Demurrer sustained and writ denied.

Sharpstein, J., McKee, J., and Thornton, J., concurred.






Concurrence Opinion

McKinstry, J., concurring:

I concur in the judgment, and, in the main, in the views expressed in the foregoing opinion. In my view, however, it is not necessary to decide whether the Legislature (under the present Constitution) has power to impose what has been called “ double taxation.” The Constitution declares that “ stocks ” and “ franchises ” shall be included in the word “ property,” and that all property shall be taxed “ in proportion to its value.” -But the Constitution does not require that stocks or franchises shall be twice taxed. When the aggregate value of all the shares of stock is taxed to the corporation, the real and personal property and the franchise is ordinarily included in the tax; certainly when the stock, franchise, and other property are taxed to the corporation, everything required by the Constitution to be taxed is taxed; and this, whether one of these subjects of taxation includes the others or not. The statute provides that shares of stock shall not be assessed to the holders.

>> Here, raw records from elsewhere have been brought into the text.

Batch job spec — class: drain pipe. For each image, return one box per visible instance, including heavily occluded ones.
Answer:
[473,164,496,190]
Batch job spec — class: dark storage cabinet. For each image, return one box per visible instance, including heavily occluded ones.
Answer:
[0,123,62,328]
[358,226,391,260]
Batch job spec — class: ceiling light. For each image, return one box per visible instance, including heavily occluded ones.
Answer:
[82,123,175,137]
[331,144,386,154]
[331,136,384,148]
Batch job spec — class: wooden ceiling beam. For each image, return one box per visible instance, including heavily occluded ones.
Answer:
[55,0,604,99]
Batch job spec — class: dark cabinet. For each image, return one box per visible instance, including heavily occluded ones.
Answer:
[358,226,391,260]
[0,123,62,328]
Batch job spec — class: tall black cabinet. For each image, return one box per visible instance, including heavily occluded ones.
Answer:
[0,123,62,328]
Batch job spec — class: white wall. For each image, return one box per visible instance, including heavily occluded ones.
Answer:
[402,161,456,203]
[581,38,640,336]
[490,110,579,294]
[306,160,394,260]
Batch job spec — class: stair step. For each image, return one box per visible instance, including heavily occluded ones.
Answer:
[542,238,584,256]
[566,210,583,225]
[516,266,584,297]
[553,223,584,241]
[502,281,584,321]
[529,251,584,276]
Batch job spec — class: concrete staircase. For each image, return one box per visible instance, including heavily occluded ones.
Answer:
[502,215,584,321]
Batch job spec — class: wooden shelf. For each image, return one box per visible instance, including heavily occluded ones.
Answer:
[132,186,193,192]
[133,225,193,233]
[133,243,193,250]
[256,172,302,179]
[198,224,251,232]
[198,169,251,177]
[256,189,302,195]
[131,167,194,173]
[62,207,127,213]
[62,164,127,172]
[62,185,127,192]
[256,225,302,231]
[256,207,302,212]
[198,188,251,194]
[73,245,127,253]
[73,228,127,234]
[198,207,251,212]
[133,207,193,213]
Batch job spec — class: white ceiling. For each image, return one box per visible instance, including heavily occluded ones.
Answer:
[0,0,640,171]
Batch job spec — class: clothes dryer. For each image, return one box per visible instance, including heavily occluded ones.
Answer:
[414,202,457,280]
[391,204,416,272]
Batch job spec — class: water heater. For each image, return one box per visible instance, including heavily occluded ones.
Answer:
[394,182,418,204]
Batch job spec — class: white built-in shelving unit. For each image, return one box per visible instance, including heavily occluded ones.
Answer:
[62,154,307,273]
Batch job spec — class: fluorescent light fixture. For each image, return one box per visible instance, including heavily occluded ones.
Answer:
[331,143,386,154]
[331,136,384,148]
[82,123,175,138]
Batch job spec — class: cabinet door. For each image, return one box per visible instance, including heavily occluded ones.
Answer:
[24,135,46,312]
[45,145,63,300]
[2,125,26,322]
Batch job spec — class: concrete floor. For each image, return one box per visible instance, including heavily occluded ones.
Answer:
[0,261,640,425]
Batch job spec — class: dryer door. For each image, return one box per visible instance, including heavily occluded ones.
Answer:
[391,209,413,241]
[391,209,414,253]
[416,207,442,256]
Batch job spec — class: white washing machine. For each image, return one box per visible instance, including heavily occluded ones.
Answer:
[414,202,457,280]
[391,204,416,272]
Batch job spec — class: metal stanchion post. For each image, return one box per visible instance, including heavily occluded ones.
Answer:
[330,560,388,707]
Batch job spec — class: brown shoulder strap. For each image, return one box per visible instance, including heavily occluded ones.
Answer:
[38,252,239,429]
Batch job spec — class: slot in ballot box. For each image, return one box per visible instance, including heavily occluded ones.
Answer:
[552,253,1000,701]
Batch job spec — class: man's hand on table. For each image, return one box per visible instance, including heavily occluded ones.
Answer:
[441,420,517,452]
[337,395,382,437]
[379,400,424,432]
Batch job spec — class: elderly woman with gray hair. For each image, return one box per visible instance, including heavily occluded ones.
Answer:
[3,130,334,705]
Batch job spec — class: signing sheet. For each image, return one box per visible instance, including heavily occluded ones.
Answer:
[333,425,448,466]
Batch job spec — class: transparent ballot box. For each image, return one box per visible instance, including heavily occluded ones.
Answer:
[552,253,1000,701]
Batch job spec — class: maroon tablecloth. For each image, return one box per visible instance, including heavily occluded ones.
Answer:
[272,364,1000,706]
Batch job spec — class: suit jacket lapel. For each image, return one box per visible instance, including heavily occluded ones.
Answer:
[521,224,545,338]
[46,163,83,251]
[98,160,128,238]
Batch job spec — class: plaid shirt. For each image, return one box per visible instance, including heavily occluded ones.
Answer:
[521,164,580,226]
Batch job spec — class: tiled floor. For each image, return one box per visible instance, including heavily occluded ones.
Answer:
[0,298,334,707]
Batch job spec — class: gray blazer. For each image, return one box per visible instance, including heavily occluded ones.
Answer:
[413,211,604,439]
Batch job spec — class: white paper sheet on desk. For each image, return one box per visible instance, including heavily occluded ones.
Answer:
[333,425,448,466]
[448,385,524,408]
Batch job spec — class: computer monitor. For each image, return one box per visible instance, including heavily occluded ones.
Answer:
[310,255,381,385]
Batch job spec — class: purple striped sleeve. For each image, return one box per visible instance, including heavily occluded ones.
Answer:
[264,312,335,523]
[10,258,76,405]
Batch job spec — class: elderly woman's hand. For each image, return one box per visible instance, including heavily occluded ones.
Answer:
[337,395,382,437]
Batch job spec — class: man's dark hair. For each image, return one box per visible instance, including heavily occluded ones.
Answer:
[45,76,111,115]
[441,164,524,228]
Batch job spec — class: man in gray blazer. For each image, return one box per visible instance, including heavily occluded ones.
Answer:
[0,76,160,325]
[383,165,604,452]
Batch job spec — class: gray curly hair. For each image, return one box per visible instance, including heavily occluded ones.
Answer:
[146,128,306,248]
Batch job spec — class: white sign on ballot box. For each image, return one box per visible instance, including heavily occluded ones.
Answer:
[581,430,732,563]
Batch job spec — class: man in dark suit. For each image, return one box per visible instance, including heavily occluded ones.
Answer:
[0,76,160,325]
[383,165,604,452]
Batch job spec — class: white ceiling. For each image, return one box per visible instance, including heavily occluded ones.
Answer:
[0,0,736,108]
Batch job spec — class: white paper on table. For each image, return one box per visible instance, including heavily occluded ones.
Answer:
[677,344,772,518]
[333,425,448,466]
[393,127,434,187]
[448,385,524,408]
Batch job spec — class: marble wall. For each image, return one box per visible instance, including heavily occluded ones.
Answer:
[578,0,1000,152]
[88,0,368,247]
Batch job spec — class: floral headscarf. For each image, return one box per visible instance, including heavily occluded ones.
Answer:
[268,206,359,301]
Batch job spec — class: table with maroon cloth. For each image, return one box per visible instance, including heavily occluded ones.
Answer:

Why should they be if the “ property ” which is assessed to the corporation includes the anticipated profits from the enjoyment of the franchise, and all other elements of value which go to give value to the shares of stock ? The suggestion of petitioner is, that the statute is unconstitutional, because it does not provide for taxing the shares of stock both to the corporation and to the individual holders. But I find no such mandate in the Constitution. I think the demurrer should be sustained, because the scope and purpose of the petition are to compel the assessor to perform an act which the Constitution does not command, and which the statute prohibits.






Concurrence Opinion

Morrison, C. J., concurring:

I concur in the views of Mr. Justice Boss, so far as they relate to assessments to savings banks and depositors therein. I am of the opinion that money deposited in savings banks should be assessed but once, either to the bank or to the depositor, and not to both. On the other question involved in the case (the taxation of shares of capital stock of corporations), I express no opinion.






Concurrence Opinion

Myrick, J., concurring:

I concur in the views expressed by Mr. Justice Ross, except as to the assessment to depositors of moneys deposited in the savings banks named in the petition. Upon that subject I express no opinion.